Il y a six mois à peine, nous comptions les doigts des personnages générés par l’intelligence artificielle. C’était notre façon à nous, humains, de nous rassurer, de nous prouver que nous gardions la main.
Et puis, 6 mois plus tard, tout a basculé. Aujourd’hui, Sora 2 d’OpenAI, Veo 3 de Google ou d’autres concurrents créent des vidéos photoréalistes, dans lesquelles il est possible d’intégrer sa propre personne ou ses amis. Ces vidéos, deviennent indiscernables de la réalité. Un prompt et vous créez de toute pièce un univers parfaitement fictif, dans lequel vous vous intégrez. Aujourd’hui, chacun utilise son propre studio de cinéma pour générer son propre monde...en trois lignes de prompt.
Casey Neistat, youtuber légendaire à la créativité folle, a réagi dès le lendemain de la sortie de Sora 2 avec une vidéo d’une sincérité brutale : « We are so fucked ».
Aujourd’hui, tout ce qu’il fallait, du temps, de la sueur et du vécu, pour créer, peut être produit en un prompt. Le lien entre l’effort et la valeur, entre le réel et sa représentation, s’effiloche. Ce n’est pas seulement une révolution technique, c’est la fin d’un paradigme sociétal.
Et ce nouveau monde déborde déjà. Les plateformes sont inondées de contenus générés à la chaîne : des vidéos de toute nature, vides, interchangeables, destinées à capter l’attention.

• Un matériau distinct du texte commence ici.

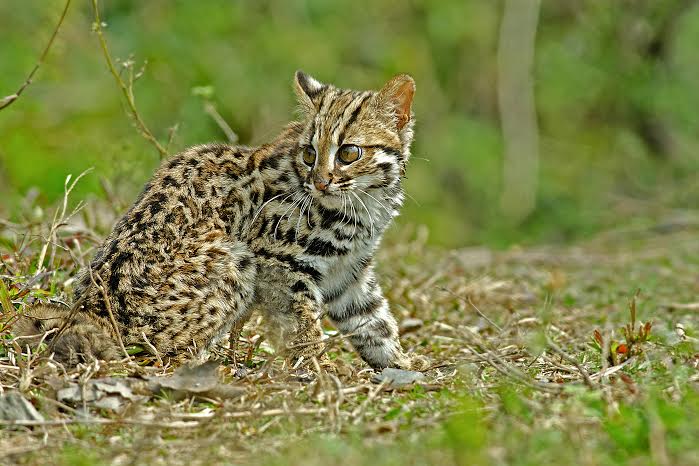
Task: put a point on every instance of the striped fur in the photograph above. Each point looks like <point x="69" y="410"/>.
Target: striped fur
<point x="222" y="231"/>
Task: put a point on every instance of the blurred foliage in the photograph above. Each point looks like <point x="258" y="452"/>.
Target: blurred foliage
<point x="615" y="90"/>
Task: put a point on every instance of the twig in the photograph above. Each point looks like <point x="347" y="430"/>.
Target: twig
<point x="108" y="305"/>
<point x="101" y="421"/>
<point x="8" y="100"/>
<point x="127" y="90"/>
<point x="573" y="361"/>
<point x="211" y="110"/>
<point x="152" y="348"/>
<point x="60" y="220"/>
<point x="358" y="413"/>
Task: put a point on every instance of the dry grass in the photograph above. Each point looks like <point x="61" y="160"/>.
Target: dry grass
<point x="511" y="335"/>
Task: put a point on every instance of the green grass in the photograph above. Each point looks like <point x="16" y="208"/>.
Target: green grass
<point x="500" y="392"/>
<point x="600" y="97"/>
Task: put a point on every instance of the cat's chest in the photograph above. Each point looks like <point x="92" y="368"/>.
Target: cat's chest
<point x="339" y="271"/>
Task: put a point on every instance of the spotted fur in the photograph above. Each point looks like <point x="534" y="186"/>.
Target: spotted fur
<point x="220" y="231"/>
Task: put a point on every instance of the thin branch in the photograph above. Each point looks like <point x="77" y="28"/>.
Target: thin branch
<point x="108" y="305"/>
<point x="126" y="89"/>
<point x="210" y="109"/>
<point x="8" y="100"/>
<point x="585" y="375"/>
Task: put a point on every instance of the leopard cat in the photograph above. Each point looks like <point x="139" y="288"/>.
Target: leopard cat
<point x="288" y="229"/>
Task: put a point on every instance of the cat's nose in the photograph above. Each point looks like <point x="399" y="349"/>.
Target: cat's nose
<point x="321" y="184"/>
<point x="321" y="181"/>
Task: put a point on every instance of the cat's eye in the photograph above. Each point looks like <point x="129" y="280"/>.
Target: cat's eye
<point x="309" y="155"/>
<point x="349" y="153"/>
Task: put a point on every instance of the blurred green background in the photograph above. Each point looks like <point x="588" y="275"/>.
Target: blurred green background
<point x="616" y="88"/>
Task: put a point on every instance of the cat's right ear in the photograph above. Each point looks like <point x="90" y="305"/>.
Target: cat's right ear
<point x="308" y="90"/>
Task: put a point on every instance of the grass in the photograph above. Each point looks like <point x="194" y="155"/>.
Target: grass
<point x="538" y="359"/>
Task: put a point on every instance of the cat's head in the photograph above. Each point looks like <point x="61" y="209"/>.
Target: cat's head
<point x="353" y="140"/>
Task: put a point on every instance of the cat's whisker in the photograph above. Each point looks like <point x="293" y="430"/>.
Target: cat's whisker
<point x="371" y="220"/>
<point x="267" y="202"/>
<point x="377" y="201"/>
<point x="290" y="210"/>
<point x="354" y="215"/>
<point x="308" y="220"/>
<point x="307" y="201"/>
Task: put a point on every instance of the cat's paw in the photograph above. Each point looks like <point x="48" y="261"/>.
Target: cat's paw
<point x="414" y="362"/>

C’est aujourd’hui plus de 50% des vidéos TikTok, plus que la moitié de tout le contenu généré sur les réseaux sociaux d’ici 2026, selon les estimations. Les anglophones appellent ce type de contenu, « AI slop ». Une bouillie numérique sans limites.
L’image n’est déjà plus une preuve du réel : elle est devenue une fiction crédible. Nous sommes entrés dans l’ère post-naïve; celle où voir ne veut plus dire croire.
Mais tout n’est pas foutu ! Casey, fidèle à lui-même, a retourné l’arme contre elle-même. Il a utilisé ces outils pour mettre en scène sa propre inquiétude, et son film n’en est que plus fort. Il montre que la technologie, si on la maîtrise, peut également devenir l’outil qui permet de faire passer son propre message. La différence ne tiendra plus à la qualité de l’image, mais à la clarté de l’intention. Ce n’est pas la fin de la créativité : c’est la fin de l’innocence.
C’est cela que nous allons devoir faire, apprendre à regarder autrement, à douter sans désespérer, à donner du sens dans un monde saturé de possibles.